Edison’s Talking Dolls

If you’re in the New York City area, you may want to reserve a spot at the Edison National Historic Site (ENHS) for tomorrow’s talk on Edison’s talking dolls, which were made by an experimental division of his lab during the 1888-1890 period. Our friends, Robin and Joan Rolfs, owners of two of the preciously rare original dolls, will be giving the main presentation. The details can be found on the Thomas Edison National Historic Park’s Facebook page.

Woman recording a talking doll cylinder

(Scientific American, courtesy of ENHS)

Eight talking-doll cylinder recordings still exist in one form or another today, and Archeophone is proud to have provided audio restorations for the ENHS project. Two of the original specimens, the earliest ones of all, were made of metal! The other six are made of brown wax and probably all date to about 1890. Some of the records were transferred using standard contact technology (such as the Archeophone universal cylinder playback system—not associated with us), others had to be scanned optically (using the IRENE system), and some are older recordings of the dolls actually playing their internal treasures and being recorded with a microphone.
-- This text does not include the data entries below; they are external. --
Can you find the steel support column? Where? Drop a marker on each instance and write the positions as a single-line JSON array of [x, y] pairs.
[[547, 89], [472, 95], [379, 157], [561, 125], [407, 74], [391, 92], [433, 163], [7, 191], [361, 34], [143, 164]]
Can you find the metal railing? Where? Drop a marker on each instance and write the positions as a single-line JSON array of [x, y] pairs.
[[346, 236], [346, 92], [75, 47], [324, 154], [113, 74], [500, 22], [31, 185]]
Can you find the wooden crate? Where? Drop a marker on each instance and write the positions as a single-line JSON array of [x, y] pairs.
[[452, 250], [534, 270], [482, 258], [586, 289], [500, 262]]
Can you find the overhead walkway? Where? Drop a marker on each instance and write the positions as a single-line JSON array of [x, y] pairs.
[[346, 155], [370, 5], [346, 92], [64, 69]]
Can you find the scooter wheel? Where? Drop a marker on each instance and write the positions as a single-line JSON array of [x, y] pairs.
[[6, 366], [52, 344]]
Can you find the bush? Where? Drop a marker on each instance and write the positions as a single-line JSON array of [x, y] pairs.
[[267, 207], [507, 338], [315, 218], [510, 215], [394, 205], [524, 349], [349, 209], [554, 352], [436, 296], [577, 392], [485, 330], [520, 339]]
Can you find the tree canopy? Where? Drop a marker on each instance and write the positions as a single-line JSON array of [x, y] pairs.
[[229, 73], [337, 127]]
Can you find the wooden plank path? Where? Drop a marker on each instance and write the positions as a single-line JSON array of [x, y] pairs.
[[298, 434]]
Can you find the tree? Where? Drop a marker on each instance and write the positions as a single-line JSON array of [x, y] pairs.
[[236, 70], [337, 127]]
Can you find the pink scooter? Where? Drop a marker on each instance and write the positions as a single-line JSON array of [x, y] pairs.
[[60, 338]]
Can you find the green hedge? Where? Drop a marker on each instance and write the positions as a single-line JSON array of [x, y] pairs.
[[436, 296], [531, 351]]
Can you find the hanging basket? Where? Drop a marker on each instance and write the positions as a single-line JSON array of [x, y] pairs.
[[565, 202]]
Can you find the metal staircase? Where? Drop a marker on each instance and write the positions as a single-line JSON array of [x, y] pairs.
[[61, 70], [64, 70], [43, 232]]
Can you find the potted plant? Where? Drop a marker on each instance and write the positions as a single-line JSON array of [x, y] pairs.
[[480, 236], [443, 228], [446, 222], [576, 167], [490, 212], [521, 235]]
Spend some time at the website set up by Jerry Fabris, curator at the Edison site: http://www.nps.gov/edis/learn/photosmultimedia/edison-talking-doll-recordings-1888-1890.htm. You can hear all eight records, with before and after sounds; and you can see a number of great photos and really get a sense of the technology. It’s a fabulous presentation.

So, what seemed like a good idea in 1888, to give the kiddies a talking plaything, turned out to have a lot of problems. The dolls were too fragile, their media too sensitive, to work properly and reliably. Furthermore, the sounds coming out of the dolls were far more likely to scare the kids to death, rather than soothe them to sleep. Have a listen to “Hickory Dickory Dock”:

(Sound courtesy of ENHS)

And that’s the best sounding one!

Notice the picture above from Scientific American. Here you have one of the young women who were employed by Edison to sit and make these recordings for hours on end, day after day while this experiment lasted. A paid servant, this unknown person is one of the very first professional recording artists.


One thought on “Edison’s Talking Dolls

  1. It’s always eerie to think of a child’s plaything from so long ago…gives it that Stephen King sort of a chill, everyone associated with the toy being long since deceased.

    Makes you wonder what kind of people they were, the recorded voices and the children who listened to them.